In `@pridepy/download/transport.py`:
- Around line 685-692: The helper _prepare_multipart_target currently treats a
zero-filled preallocated file as a finished download; change it to not consider
size alone as completion by using a separate completion marker or atomic rename
strategy: create the preallocated temporary file (e.g., file_path + ".part") in
_prepare_multipart_target and only treat the download as complete when a final
marker (e.g., file_path + ".complete") is written or the temp file is atomically
renamed to file_path after _http_download_one finishes and validates ranges;
update _http_download_one to look for and write the same marker/rename on
successful full multipart assembly and to ignore placeholder files that are
merely preallocated.
- Around line 639-656: The code using Util.create_session_with_retries() and
session.get(...) must verify the requested byte range was fully written before
returning: after the iter_content loop in this block (the with session.get(...)
as r: scope that checks r.status_code and Content-Range), assert that cursor ==
end + 1 (or raise a RuntimeError) — if not, treat it as a truncated 206 response
and handle accordingly (raise so caller can retry or fall back to
_parallel_download). Make this check immediately before the `return` and include
the unique symbols `session.get`, `r.iter_content`, `cursor`, `end`, and
`pbar.update` to locate where to add the verification.
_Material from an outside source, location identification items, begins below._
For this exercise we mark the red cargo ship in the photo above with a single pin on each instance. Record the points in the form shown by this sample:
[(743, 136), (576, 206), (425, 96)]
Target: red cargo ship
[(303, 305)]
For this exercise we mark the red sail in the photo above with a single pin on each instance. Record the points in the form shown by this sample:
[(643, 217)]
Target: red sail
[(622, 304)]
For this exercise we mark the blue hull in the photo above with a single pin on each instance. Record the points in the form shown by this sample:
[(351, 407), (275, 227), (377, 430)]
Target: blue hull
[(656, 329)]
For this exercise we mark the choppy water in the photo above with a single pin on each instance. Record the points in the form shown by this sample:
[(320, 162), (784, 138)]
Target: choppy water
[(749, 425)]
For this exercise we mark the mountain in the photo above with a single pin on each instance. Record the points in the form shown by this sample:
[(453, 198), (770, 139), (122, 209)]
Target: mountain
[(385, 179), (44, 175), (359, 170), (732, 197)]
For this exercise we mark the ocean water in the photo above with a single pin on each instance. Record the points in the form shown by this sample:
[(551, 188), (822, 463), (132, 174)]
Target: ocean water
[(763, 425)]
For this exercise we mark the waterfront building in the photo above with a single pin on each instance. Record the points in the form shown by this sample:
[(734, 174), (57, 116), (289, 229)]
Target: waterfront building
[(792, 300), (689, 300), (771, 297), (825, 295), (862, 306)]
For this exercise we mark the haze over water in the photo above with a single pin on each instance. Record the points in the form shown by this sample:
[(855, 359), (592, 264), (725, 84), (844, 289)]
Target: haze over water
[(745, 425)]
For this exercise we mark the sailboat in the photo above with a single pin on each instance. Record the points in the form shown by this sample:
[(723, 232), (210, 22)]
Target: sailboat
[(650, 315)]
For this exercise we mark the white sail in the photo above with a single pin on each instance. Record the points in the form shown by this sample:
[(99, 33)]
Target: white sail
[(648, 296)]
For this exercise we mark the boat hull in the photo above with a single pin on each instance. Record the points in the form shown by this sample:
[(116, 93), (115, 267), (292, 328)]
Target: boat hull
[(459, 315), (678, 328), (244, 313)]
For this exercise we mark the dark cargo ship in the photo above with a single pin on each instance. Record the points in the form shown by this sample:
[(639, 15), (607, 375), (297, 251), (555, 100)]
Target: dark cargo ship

In `@pridepy/pdc/client.py`:
- Around line 218-222: The helper _safe_int currently masks malformed file_size
by returning 0 which makes validate_pdc_file treat invalid sizes as “unknown”
and weakens validation; change _safe_int (or add a new strict parser used by
validate_pdc_file) to not coerce invalid values to 0 — instead return None or
raise a ValueError on parse failure so validate_pdc_file can explicitly reject
or skip entries with malformed sizes; update validate_pdc_file to check for
None/exception and fail or skip the entry (rather than treating it as
unknown/<=0), and apply the same stricter parsing logic to other usages in the
same region (lines around the current _safe_int and the blocks referenced at
225-243) so malformed metadata is handled consistently.
- Around line 141-148: The code incorrectly treats any string whose basename
happens to exist in CWD as a local CSV; change the logic to first detect whether
the argument actually looks like a path (contains os.path.sep or endswith
'.csv') and only then use Path(accession) and call _read_accessions_from_csv; if
it looks like a CSV path but the file doesn't exist raise the "Accession CSV not
found" error. Apply this change to the block using source_path and
_read_accessions_from_csv and the analogous block at lines ~171-175 so bare
accessions (e.g., "PDC000109") are not interpreted as local paths.
- Around line 111-115: Normalize CSV headers immediately after creating
csv.DictReader by sanitizing reader.fieldnames: trim surrounding whitespace,
strip any BOM (e.g. leading '\ufeff'), and normalize casing/characters (e.g.
lower-case and convert hyphens to underscores) before calling _study_id_column
and _file_type_column. Use the sanitized list in place of reader.fieldnames (or
pass it to the detection helpers) so functions _study_id_column(columns, path)
and _file_type_column(columns) receive normalized headers and can match names
like "pdc_id", "pdc_id " or "File-Type".

In `@pridepy/pdc/downloader.py`:
- Around line 173-174: The _target_path function constructs a path from
untrusted pdc_file.study_id and pdc_file.file_name allowing path traversal;
sanitize both components (e.g., strip any path separators, use only the
basename/name portion), build the candidate path, resolve it and assert it is
inside output_folder.resolve() (raise an error if not), and ensure directories
are created safely before writing; update references to _target_path to expect
the sanitized/validated Path.

---

Outside diff comments:
In `@pridepy/pridepy.py`:
- Around line 678-680: The help string for the download strategy currently
claims "globus: resume-capable http/https downloads (single-connection stream)"
but is outdated because the command supports multipart range downloads when
--threads > 1; update the help text in the argparse add_argument call that sets
the download strategy (the help parameter that mentions "ftp (default)" and
"globus") to indicate that globus is resume-capable for http/https and supports
threaded multipart/range downloads when --threads is greater than 1, referring
to the --threads option by name so users know multipart behavior is enabled by
increasing threads.
🪄 Autofix (Beta)

Fix all unresolved CodeRabbit comments on this PR:

  • Push a commit to this branch (recommended)
  • Create a new PR with the fixes

ℹ️ Review info
⚙️ Run configuration

Configuration used: defaults

Review profile: CHILL

Plan: Pro

Run ID: f0eb45c7-bcbb-46ee-83fa-503673edf22f

📥 Commits

Reviewing files that changed from the base of the PR and between 59c55bf and 42d965b.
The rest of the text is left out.